Everything I thought impossible.

         Was possible with a little work.

                     A little support.

All I wanted.

         Was to be comfortable in my own skin.

                     Was that too much to ask?

Ode to a body sometimes called mine
by Ashley Varela

Praise the knuckle hair

waving on the coastline of the middle finger:

autumn gold wind-roughened,

fine as the last strand of sunlight

bracketing the horizon.

 

Praise the chest that swells.

Praise its recession,

the smooth plane of snow that binds earth,

flattens, equalizes,

& vanishes.

 

Praise the belly that will never be pregnant

but may someday be a dad gut.

Praise its dimpled dunes,

the generous shift of sand

that absorbs, but does not absolve, the body of need.

 

Praise the heart, that two-faced bitch.

Praise the binary rhythm of moon & tide,

praise the little creatures that scuttle the tidepools in the dark,

praise every crevice between what is & what was

& what could be.

tits feel so much like water balloons
by Abbie Doll:
** Editors' Honorable Mention**

that if i could,

i’d lob mine right
over the fence—

& splash you in the face!

What Is A Woman
by Lori D'Angelo

No woman is an ocean.

Instead, she's lava, fire. 

If you don't watch out

for her molten tongue, 

she will smite you, and 

you'll become like Lot's 

wife, a pillar of salt. But

would that be so bad? 

The world may try to crush 

them, but she holds babes 

tight, tells them I love you

despite their failings, how

they forget to put the seat

up when they pee, don't

wash dirty dishes off with

sink water, don't always 

remember to take allergy

pills, brush teeth, wear

socks, use deodorant. 

Her arms may be havens, 

but lips inspire revolution, 

beckon errant men to fight

for worlds in which women 

don't have to die during birth

because men longed for 

control of their bodies and 

desires. Tending babies is 

just one of her jobs.

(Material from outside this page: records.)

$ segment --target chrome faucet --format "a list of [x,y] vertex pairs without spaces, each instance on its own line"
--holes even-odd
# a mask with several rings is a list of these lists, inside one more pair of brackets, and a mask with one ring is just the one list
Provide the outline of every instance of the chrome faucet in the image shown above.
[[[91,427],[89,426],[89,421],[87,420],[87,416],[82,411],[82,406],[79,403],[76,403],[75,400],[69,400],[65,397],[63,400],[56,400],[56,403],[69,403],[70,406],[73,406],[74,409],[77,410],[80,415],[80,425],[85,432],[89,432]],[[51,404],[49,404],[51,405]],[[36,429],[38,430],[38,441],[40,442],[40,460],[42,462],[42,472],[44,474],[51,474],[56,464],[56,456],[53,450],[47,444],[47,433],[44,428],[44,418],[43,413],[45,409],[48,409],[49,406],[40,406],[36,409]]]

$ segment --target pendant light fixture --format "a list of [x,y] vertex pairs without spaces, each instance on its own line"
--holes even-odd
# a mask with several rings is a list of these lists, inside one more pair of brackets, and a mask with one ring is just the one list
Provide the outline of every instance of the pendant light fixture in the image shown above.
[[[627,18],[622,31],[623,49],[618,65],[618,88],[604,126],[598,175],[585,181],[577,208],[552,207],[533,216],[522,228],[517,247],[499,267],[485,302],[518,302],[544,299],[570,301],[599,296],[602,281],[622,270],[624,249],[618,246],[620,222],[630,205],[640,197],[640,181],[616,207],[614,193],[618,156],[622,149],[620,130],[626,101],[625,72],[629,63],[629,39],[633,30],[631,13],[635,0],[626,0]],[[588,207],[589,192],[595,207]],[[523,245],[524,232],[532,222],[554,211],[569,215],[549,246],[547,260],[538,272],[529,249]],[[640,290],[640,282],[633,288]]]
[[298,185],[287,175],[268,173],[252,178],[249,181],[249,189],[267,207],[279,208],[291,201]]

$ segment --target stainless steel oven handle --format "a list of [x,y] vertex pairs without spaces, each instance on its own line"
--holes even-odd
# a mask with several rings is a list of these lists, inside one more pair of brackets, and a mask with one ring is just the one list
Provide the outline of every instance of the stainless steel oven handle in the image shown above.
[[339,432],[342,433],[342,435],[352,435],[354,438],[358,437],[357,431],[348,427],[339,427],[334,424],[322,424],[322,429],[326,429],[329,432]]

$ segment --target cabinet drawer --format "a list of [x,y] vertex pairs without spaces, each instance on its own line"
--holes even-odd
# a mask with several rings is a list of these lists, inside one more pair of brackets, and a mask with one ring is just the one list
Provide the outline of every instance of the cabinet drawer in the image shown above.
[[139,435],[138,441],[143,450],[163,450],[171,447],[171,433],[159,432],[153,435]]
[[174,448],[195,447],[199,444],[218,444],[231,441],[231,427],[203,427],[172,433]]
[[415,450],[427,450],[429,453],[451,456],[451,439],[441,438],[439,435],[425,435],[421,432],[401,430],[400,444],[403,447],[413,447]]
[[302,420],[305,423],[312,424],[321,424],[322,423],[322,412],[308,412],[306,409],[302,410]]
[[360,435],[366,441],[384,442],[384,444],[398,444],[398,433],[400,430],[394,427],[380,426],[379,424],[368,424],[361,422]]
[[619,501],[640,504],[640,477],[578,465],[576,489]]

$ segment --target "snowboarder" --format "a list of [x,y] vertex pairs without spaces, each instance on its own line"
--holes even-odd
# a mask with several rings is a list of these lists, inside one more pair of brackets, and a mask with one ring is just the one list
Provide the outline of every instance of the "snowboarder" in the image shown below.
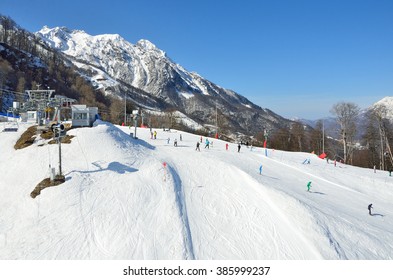
[[241,148],[241,146],[240,146],[240,143],[239,143],[239,144],[237,144],[237,152],[238,153],[240,153],[240,148]]
[[368,206],[368,214],[369,214],[370,216],[372,216],[372,214],[371,214],[371,208],[373,208],[373,204],[372,204],[372,203]]
[[307,191],[309,192],[311,188],[311,181],[307,183]]
[[175,141],[173,141],[173,146],[177,147],[177,139],[175,138]]
[[199,149],[199,141],[197,141],[197,143],[196,143],[195,151],[201,151],[201,150]]
[[206,141],[205,141],[205,149],[206,149],[206,148],[209,149],[209,144],[210,144],[209,139],[206,138]]
[[168,137],[168,139],[166,139],[167,144],[169,144],[169,141],[171,141],[171,138]]
[[262,175],[262,164],[259,166],[259,175]]
[[201,143],[202,143],[202,136],[201,136]]
[[183,141],[183,137],[181,136],[181,134],[180,134],[180,141]]
[[153,135],[154,135],[154,139],[157,139],[157,131],[154,130]]
[[226,143],[226,144],[225,144],[225,150],[228,151],[228,147],[229,147],[229,145],[228,145],[228,143]]

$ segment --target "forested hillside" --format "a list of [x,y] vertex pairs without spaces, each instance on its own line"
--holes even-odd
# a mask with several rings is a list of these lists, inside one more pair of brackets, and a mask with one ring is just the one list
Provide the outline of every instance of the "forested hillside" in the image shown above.
[[[10,106],[5,99],[23,101],[25,90],[38,88],[54,89],[56,94],[98,107],[105,120],[120,121],[118,111],[124,102],[94,89],[64,55],[0,15],[0,110],[6,112]],[[128,105],[131,111],[132,104]]]

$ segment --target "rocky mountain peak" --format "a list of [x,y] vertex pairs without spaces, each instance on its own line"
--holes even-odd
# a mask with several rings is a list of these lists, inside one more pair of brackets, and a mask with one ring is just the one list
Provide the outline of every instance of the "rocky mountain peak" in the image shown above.
[[[150,103],[150,108],[176,108],[202,123],[212,123],[217,108],[226,126],[244,133],[287,126],[290,122],[232,90],[187,71],[149,40],[141,39],[134,45],[116,34],[91,36],[64,27],[46,27],[36,34],[65,53],[97,88],[119,97],[126,92],[141,107],[154,99],[156,102],[154,106]],[[141,92],[146,93],[144,98],[140,98]],[[141,99],[144,101],[140,102]]]

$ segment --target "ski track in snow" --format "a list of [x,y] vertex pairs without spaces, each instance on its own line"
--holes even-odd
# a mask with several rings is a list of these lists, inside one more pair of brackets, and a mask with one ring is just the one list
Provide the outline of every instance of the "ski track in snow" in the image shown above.
[[187,206],[184,197],[182,182],[178,173],[171,165],[167,165],[167,168],[169,169],[169,172],[173,180],[174,191],[176,193],[176,205],[178,207],[179,215],[183,224],[184,245],[186,249],[185,258],[194,260],[195,259],[194,246],[192,243],[192,234],[191,234],[190,224],[188,221]]
[[354,193],[356,193],[356,194],[360,194],[360,193],[357,192],[357,191],[354,191],[354,190],[352,190],[352,189],[350,189],[350,188],[347,188],[347,187],[345,187],[345,186],[343,186],[343,185],[334,183],[334,182],[332,182],[332,181],[330,181],[330,180],[327,180],[327,179],[325,179],[325,178],[322,178],[322,177],[320,177],[320,176],[314,175],[314,174],[312,174],[312,173],[310,173],[310,172],[301,170],[300,168],[294,167],[294,166],[292,166],[292,165],[290,165],[290,164],[286,164],[286,163],[284,163],[284,162],[279,162],[279,161],[277,161],[277,160],[275,160],[275,159],[271,159],[271,158],[269,158],[269,157],[267,157],[266,159],[267,159],[267,160],[274,161],[275,163],[281,164],[281,165],[286,166],[286,167],[288,167],[288,168],[292,168],[292,169],[294,169],[294,170],[296,170],[296,171],[298,171],[298,172],[300,172],[300,173],[306,174],[307,176],[312,177],[312,178],[315,178],[315,179],[317,179],[317,180],[319,180],[319,181],[324,181],[324,182],[327,182],[327,183],[329,183],[329,184],[331,184],[331,185],[334,185],[334,186],[337,186],[337,187],[339,187],[339,188],[345,189],[345,190],[347,190],[347,191],[354,192]]
[[[263,184],[258,184],[250,175],[247,173],[244,173],[244,171],[240,171],[239,173],[242,174],[244,180],[248,182],[248,184],[254,188],[256,192],[261,193],[261,196],[263,197],[264,202],[266,202],[269,206],[270,209],[274,211],[274,214],[270,216],[270,222],[273,225],[273,235],[272,235],[272,240],[276,243],[276,250],[280,251],[282,249],[281,246],[277,245],[277,240],[281,240],[280,233],[276,230],[275,224],[284,224],[286,230],[292,233],[292,235],[296,236],[296,239],[298,242],[301,242],[303,244],[303,249],[307,248],[307,250],[311,253],[313,258],[316,259],[321,259],[322,256],[317,252],[317,250],[314,248],[314,246],[307,240],[307,237],[304,236],[304,234],[293,225],[293,223],[287,218],[287,216],[280,210],[280,208],[277,206],[277,202],[274,202],[270,195],[265,191],[265,186]],[[256,187],[258,186],[258,187]],[[274,217],[274,218],[273,218]],[[280,221],[277,222],[277,219]],[[292,256],[293,257],[293,256]]]

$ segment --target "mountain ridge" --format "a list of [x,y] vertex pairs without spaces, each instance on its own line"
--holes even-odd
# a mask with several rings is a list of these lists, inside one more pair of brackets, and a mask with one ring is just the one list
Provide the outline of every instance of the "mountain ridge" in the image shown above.
[[105,94],[124,98],[122,93],[132,96],[131,87],[135,87],[168,104],[165,108],[157,103],[157,110],[174,107],[210,125],[218,110],[222,122],[219,127],[227,127],[232,133],[255,135],[292,123],[233,90],[187,71],[149,40],[132,44],[118,34],[92,36],[66,27],[44,27],[36,35],[64,53]]

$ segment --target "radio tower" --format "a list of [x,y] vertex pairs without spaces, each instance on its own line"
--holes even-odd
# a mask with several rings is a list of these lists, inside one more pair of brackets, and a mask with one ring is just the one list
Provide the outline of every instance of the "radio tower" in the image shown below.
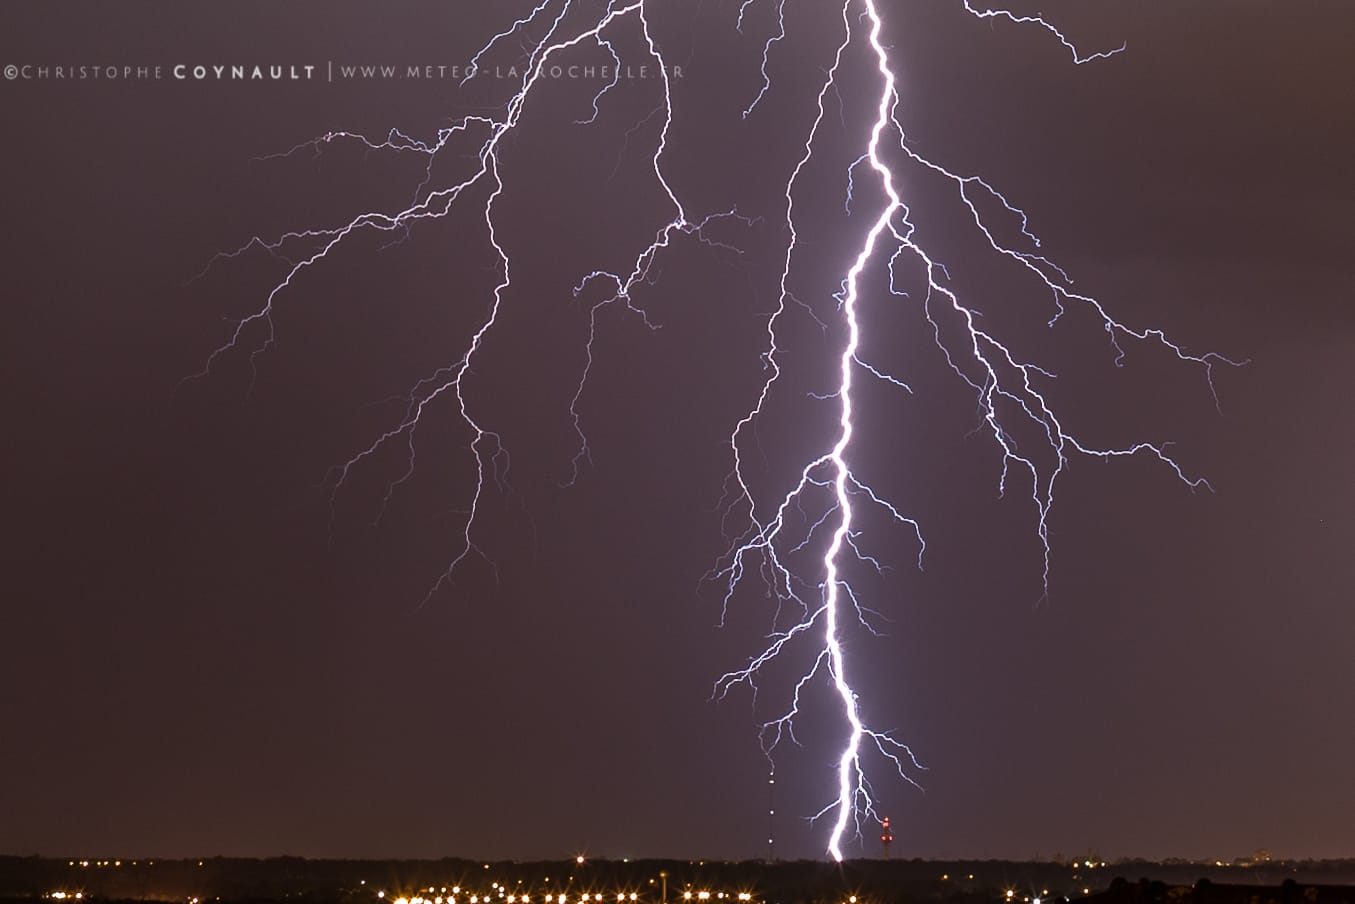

Don't

forget about the capable 

queen who ruled an empire, 

controlled the world, played

the part of virgin to placate

men who couldn't stand it 

that she really didn't need 

their less than useful help.

wolf island sweet
by Keira DiGaetano

sand dollars and their thorns

where the girls grow fur and

the adolescents eat sand

on their way to basketball practice

in a rainstorm it’s damp wool in your mouth

vodka dripping down trees like sap

licked up long tongue

washed clean with more tongue

in a snowstorm it’s ice and sugarcane

and the door’s locked on your way back in

so it’s more ice until basketball practice

where sally doesn’t know how to like chloe without biting her

doesn’t know how to use for her teeth for a blessing

loving instead of killing

thinking too much about the pump of chloe’s legs

on the dirt court

popping the ball with her dirt fingernails

so she cuts them

wolf island sweet

when you’re surrounded by enough violence you start to lap it up

at the county fair the most tokened prize is a pig’s head

second place earns you one big

candy floss of net and citrus-sweet bug spray

take it with you in the sea and it melts away

so chloe cries

sally bites her

over the years they build a nest of scabs and coconut jam

and it never occurs to them to kiss

Yosemite
by Julio Rainion

i remember choking on the dirt

my fingernails brown and grey with the guts of the worms

 

the fear, to ‘pick it up’ and to face it all head-on

to address what i didn’t want to, to look at the scars

i was ashamed of having.

 

crying. aching. shaking hands

unable to stencil myself, to ground myself, to hold it all in

 

i remember bleeding. i remember going. i remember the grave.

 

the woman i was. she remains in the curves of my body

the length of my eyelashes

the slant of my words

my father’s eyes. a gorgeous blue.

 

the man i am. he exists in the shape of my hands

the dent of my mouth

the calluses on my feet

my mother’s hair. soft and brown, peppered with salt.

 

that peak i didn’t know existed

until i met a friend

that let me know it was there.

 

i still wish i were them. but i am me. and that is okay.

 

i have never been better,

         within this oft-unloved body of mine

                     within this identity i still labor to create

                                 and understand.